I love wild rides. Whether Disney or Universal, if it’s a new thrill, I’m in. But Silicon Valley Bank (and Signature Bank) failing, followed by the “will they, won’t they” of FDIC insurance?

“Excuse me, I think my Express Pass took me onto the wrong attraction.”

By the end of the weekend, we knew the FDIC wasn’t going to let depositors run dry. This was likely the correct action, given the economic dangers of lost banking confidence. I read some observers saying that without this guarantee, people would no longer trust regional banks.

Sidenote: This does raise an interesting observation on the FDIC insurance limits. It seems like they only come into play if the impact isn’t considered potentially systemic. Otherwise, you are effectively insured for your entire balance.

SVB Isn’t (wasn’t) a typical bank

But we have to recognize that nearly every financial institution, especially regional players, aren’t in anything close to the situation Silicon Valley Bank put themselves in. Community banks and credit unions are nearly all well capitalized.

Beyond that, they balance risk actively and regularly. I’m betting you won’t find long-term near 0% Treasury bonds composing their assets. The teams which handle these challenges have my applause, as it’s a thankless job, but also essential.

In discussing our own services with clients, this focus on institution risk and member opportunity is always at the forefront. I’ve never spoken with a credit union which made a decision “willy-nilly”. Have you?
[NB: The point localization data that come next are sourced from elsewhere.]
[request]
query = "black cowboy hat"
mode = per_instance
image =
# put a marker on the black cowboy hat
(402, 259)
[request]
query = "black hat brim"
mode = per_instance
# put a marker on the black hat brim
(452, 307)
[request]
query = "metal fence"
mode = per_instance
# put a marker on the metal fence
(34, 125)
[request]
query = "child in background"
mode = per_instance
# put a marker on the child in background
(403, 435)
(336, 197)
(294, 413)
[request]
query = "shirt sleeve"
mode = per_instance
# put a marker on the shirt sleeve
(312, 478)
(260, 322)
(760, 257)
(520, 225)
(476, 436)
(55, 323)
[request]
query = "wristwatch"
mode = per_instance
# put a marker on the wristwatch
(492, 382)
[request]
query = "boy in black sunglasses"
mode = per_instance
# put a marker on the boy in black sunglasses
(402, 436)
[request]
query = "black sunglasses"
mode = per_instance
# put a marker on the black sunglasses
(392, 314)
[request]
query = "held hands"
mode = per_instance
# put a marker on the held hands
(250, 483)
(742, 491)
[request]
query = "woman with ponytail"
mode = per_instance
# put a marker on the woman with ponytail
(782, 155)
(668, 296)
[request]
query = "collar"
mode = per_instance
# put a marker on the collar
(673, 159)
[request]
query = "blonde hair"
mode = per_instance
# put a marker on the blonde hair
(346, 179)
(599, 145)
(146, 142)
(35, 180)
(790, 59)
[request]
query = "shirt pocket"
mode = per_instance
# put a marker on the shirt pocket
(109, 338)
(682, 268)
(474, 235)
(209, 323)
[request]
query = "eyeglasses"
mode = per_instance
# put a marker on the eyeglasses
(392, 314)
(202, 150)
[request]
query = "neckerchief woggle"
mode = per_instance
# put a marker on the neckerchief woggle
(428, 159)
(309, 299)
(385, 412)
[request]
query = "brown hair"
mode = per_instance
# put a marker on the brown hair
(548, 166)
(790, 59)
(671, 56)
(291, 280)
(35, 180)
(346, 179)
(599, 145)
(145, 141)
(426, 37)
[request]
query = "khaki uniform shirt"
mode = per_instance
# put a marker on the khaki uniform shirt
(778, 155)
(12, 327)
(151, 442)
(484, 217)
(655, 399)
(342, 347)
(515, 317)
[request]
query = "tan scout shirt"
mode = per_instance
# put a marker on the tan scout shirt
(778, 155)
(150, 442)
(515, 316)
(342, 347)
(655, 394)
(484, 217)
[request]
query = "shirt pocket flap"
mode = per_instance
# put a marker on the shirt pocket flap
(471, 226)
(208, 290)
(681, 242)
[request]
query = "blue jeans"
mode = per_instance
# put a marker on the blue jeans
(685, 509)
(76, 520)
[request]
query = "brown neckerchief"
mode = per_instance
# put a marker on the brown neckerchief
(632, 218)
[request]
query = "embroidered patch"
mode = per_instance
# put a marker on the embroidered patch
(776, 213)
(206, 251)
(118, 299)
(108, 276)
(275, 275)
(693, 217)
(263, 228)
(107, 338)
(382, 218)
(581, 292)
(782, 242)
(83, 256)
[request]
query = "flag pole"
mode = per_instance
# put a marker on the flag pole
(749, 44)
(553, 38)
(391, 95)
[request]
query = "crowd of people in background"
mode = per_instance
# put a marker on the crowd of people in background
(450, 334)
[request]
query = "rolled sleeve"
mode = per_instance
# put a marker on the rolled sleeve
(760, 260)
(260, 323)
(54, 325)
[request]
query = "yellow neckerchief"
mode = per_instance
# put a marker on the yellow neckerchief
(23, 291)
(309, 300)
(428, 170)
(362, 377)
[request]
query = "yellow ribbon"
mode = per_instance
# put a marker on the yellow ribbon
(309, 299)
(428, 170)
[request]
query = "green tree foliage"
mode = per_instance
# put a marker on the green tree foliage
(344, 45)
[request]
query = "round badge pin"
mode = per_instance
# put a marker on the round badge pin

It might interest you to know that SVB didn’t even have a Chief Risk Officer during an enormous rising rate environment (while knowing they held now-diminishing value assets). I mean, the CEO also sold $3.6M in stocks a few weeks ago, so…

Venture capital has issues, too

We can spend weeks diving into the poor decision-making by the SVB leadership. It’s ok, we won’t (others surely will!). But we will take a quick look at their questionable relationship with venture capital.

I originally asked why SVB was the preferred lender for most Silicon Valley startups. Turns out, VCs often required companies to use them exclusively in their funding contracts. That doesn’t seem to have any conflicts of interest or red flags, no sir-ee.

This was the literal definition of putting all your eggs in one basket, a practice the Easter Bunny is famously known for doing. Hey, you stuff all you can into the basket you have!

Sidenote: A kids plastic egg hunt shouldn’t be the model for billions of dollars in startup funding. But what do I know?

Moving forward, I think it’s essential we take a close look at the relationships between venture capital and financial institutions. Should this come through new regulations? Oh no! However you feel, it’s clear the current practice doesn’t work.

If only one bank is willing (or allowed) to hold your funds and extend you a line of credit, well, I know some risk people who would have something to say about that.

Credit unions are fine and also impacted

Plenty of credit unions serve the tech community. None of them failed. To my knowledge, none are in any danger whatsoever. Since the news broke, I continue seeing announcements of how well-capitalized credit unions are, like this one from Dort Financial CU.

This comes as no surprise to me, and likely to you as well, dear reader.

Yet reality is only a part of risk. The other component is perception. That’s why financial institutions, regulators, and even the President came out with a unified message: The banking system is solvent. Your money is safe. The issues are contained.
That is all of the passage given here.